Roberts spends a tremendous amount of time in his plurality opinion boxing with Justice Stephen Breyer, who wrote a lengthy dissent in the case decrying the narrow view of corruption advanced by the majority in its efforts to end-run the aggregate limits. As Breyer puts it:
The anti-corruption interest that drives Congress to regulate campaign contributions is a far broader, more important interest than the plurality acknowledges. It is an interest in maintaining the integrity of our public governmental institutions. And it is an interest rooted in the Constitution and in the First Amendment itself.
As though he is dealing with an idealistic child, Roberts picks apart Breyer’s analysis of “the public’s interest” in “collective speech.” He dismisses Breyer’s concern about the necessity to protect “collective speech” by suggesting that such a view will privilege “the will of the majority, and plainly can include laws that restrict free speech,” as though the primary interest in drowning out the 99 percent is about protecting unpopular speakers. He suggests that the system was already too easy to game in the first place, ignoring the Roberts court’s role in creating that mess.

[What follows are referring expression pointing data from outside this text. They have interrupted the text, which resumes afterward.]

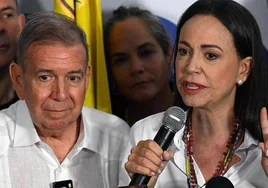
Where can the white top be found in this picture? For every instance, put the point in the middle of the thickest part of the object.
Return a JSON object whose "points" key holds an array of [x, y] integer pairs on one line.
{"points": [[248, 173], [27, 162]]}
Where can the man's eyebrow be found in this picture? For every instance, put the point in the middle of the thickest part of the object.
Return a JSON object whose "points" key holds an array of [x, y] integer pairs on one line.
{"points": [[211, 46]]}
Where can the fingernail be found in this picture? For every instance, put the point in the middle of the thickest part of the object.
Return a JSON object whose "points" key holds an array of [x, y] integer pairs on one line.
{"points": [[266, 153], [167, 154]]}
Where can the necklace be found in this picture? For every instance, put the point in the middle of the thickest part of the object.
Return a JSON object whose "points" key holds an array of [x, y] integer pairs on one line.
{"points": [[223, 163]]}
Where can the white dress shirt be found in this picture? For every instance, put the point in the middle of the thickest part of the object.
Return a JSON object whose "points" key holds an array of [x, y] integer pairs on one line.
{"points": [[247, 173], [94, 161]]}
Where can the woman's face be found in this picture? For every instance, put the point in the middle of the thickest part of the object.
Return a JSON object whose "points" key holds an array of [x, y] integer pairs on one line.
{"points": [[207, 64], [139, 66]]}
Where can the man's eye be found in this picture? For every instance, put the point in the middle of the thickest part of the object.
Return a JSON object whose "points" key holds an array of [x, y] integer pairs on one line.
{"points": [[74, 78], [183, 51], [44, 77]]}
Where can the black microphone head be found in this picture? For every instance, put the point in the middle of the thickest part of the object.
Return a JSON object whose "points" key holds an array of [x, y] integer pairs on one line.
{"points": [[219, 182], [174, 118]]}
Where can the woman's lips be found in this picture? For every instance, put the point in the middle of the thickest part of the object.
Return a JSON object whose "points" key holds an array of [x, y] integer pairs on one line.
{"points": [[192, 87]]}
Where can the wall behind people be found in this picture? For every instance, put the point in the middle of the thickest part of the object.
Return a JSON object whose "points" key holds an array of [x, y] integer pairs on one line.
{"points": [[168, 10]]}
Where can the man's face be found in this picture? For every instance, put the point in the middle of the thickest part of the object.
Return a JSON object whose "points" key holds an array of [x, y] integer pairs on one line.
{"points": [[11, 25], [54, 84]]}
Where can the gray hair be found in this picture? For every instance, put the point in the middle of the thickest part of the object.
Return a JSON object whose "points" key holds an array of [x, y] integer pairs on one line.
{"points": [[154, 25], [49, 28]]}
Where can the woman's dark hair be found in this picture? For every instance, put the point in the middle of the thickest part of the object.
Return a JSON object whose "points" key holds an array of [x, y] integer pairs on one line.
{"points": [[155, 27], [253, 94]]}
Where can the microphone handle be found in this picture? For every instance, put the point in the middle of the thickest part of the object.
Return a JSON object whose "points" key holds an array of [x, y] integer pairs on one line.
{"points": [[163, 138]]}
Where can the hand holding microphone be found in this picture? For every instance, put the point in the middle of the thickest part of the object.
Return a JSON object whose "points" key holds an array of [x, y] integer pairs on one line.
{"points": [[147, 158]]}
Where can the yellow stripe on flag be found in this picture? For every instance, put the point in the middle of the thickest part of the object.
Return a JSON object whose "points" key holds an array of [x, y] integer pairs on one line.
{"points": [[65, 7], [88, 16]]}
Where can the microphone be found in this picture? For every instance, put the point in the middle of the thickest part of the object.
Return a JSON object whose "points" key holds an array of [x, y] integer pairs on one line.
{"points": [[173, 120], [219, 182]]}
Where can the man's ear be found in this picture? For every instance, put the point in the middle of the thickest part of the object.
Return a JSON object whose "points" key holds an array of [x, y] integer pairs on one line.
{"points": [[21, 21], [88, 74], [16, 74], [246, 65]]}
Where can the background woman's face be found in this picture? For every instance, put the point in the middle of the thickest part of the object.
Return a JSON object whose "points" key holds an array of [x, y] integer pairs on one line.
{"points": [[139, 66]]}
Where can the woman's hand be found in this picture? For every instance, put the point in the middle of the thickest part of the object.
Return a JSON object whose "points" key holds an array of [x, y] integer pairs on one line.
{"points": [[264, 145], [149, 159]]}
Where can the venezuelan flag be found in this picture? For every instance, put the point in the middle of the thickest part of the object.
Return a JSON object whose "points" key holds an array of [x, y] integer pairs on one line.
{"points": [[88, 16]]}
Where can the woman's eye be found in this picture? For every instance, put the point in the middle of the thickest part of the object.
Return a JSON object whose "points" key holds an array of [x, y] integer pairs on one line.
{"points": [[211, 56], [119, 60]]}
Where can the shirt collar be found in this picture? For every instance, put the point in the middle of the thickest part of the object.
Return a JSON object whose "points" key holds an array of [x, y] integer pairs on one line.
{"points": [[25, 133]]}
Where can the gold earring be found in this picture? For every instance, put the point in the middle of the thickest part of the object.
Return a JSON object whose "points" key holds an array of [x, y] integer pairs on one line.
{"points": [[240, 82]]}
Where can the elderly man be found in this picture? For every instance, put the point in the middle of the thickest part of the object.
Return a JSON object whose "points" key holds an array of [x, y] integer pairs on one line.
{"points": [[11, 24], [48, 137]]}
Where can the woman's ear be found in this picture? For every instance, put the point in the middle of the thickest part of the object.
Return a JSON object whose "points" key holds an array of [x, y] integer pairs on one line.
{"points": [[169, 56], [16, 74], [246, 65]]}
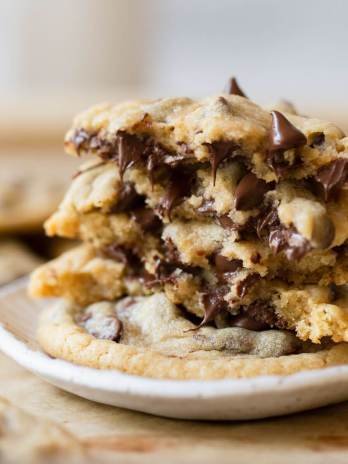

Breyer is quick to call out the chief justice’s narrow reading of quid pro quo corruption, noting that Roberts specifically excludes any efforts to “garner ‘influence over or access to’ elected officials or political parties” (#burlapsacks). Breyer tersely writes: “Speech does not exist in a vacuum. Rather, political communication seeks to secure government action. A politically oriented ‘marketplace of ideas’ seeks to form a public opinion that can and will influence elected representatives.” The First Amendment doesn’t protect speech for its own sake, he continues: “The First Amendment advances not only the individual’s right to engage in political speech, but also the public’s interest in preserving a democratic order in which collective speech matters.”
And why does this collective speech matter? Why are we talking about corruption? Because, writes Breyer: “Where enough money calls the tune, the general public will not be heard. Insofar as corruption cuts the link between political thought and political action, a free marketplace of political ideas loses its point.” And yes, there is a silent “duh” in there. Breyer may seem hopelessly naïve or idealistic next to Roberts, but what he writes in dissent today seems to reflect fairly accurately what most Americans view as the appearance of corruption when the 1 percent of wealthiest political contributors are allowed to give unlimited funds to political candidates and party committees: “The ‘appearance of corruption’ can make matters worse. It can lead the public to believe that its efforts to communicate with its representatives or to help sway public opinion have little purpose. And a cynical public can lose interest in political participation altogether,” Breyer notes. “Democracy, the Court has often said, cannot work unless ‘the people have faith in those who govern.’ ”
That assessment is both a fairly accurate description of the status quo, when it comes to money in politics, and a predictor of how the public will likely react to the news that one of the last remaining efforts to curb the influence of big money in politics was just vaporized by the Roberts court. Breyer goes on to detail in his dissent how aggregate contributions can be used to work around the democratic process. (Actually, he pretty much writes the handbook.) But he almost needn’t bother. He may be childishly wedded to the old-fashioned notion that pouring ever more billionaire dollars into electoral politics is nobody’s idea of freedom, good government, or equality. But I believe him. I suspect most Americans will as well.
That leaves three possibilities for the chief justice’s divorced-from-reality decision about the relationship between corruption, huge money, and politics today: Either he thinks Americans really don’t see any connection. Or he doesn’t care what we see or believe. Or he really doesn’t think that candidates dialing for big dollars constitutes corruption. None of these alternatives is pretty. But I worry that the court has located itself so outside the orbit of the 99 percent that it simply doesn’t matter to the five conservatives in the majority that the American public knows perfectly well what bought government looks like and that Breyer is describing a level of cynicism that has already arrived. Worse still, I worry that it matters very little to them that we will stop voting, donating, participating, or caring about elections at all in light of this decision to silence us yet further. In which case McCutcheon is a self-fulfilling prophecy in exactly the way Breyer predicts: Money doesn’t just talk. It also eventually forces the public to understand that we don’t much matter. It silences. It already has.